Le maréchal ouvrit les yeux mais resta muet.
— Il est très affaibli, Sire, murmura Larrey.
— Mais il me reconnaît, hein ?
— Oui je te reconnais, chuchota le maréchal, mais dans
une heure tu auras perdu ton meilleur soutien…
— Stupidità ! Tu nous seras conservé.
N’est-ce pas, Messieurs ?
— Oui Sire, dit Larrey avec onction.
— Puisque Votre Majesté le veut, ajouta Yvan.
— Tu les entends ?
— Je les entends…
— À Vienne, dit Napoléon, un médecin a fabriqué une
jambe artificielle pour un général autrichien…
— Mesler, dit Yvan.
— C’est ça, Bessler, et il te fera une jambe, et la
semaine prochaine nous irons à la chasse !

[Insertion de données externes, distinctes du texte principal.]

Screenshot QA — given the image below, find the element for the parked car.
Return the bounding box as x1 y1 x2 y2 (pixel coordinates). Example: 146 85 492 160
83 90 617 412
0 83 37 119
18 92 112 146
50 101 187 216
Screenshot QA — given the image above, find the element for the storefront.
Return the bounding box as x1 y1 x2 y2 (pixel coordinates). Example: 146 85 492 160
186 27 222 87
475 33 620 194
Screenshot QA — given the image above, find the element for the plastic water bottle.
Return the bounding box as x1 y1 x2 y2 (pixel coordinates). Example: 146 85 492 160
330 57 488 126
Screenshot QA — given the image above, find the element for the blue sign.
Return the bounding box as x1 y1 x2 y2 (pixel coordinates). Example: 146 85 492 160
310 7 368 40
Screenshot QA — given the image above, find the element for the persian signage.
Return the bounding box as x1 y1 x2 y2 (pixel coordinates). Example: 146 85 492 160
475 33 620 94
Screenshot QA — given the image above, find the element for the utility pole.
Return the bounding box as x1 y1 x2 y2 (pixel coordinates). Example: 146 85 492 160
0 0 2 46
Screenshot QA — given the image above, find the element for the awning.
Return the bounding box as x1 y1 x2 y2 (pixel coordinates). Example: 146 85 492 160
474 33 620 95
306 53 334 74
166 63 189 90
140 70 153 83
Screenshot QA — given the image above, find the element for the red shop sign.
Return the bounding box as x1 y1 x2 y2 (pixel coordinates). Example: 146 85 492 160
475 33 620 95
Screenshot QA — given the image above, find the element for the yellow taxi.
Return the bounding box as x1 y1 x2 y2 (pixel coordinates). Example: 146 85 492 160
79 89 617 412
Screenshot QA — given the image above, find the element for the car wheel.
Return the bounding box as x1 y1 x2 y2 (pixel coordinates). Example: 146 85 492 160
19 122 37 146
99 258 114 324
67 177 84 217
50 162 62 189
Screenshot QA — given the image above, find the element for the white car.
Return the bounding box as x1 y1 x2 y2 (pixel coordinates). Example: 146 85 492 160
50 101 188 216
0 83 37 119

L’Empereur prit le maréchal dans ses bras. Celui-ci lui
confia a l’oreille, de manière que personne d’autre ne puisse entendre :
— Arrête cette guerre au plus vite, c’est le vœu
général. N’écoute pas ton entourage. Ils te flattent, ils se courbent mais ils
ne t’aiment pas. Ils te trahiront. D’ailleurs ils te trahissent déjà en te
voilant toujours la vérité…
Le docteur Yvan intervint :
— Sire, Son Excellence Monsieur le duc de Montebello est
à bout, il doit épargner ses forces, il ne doit pas trop parler.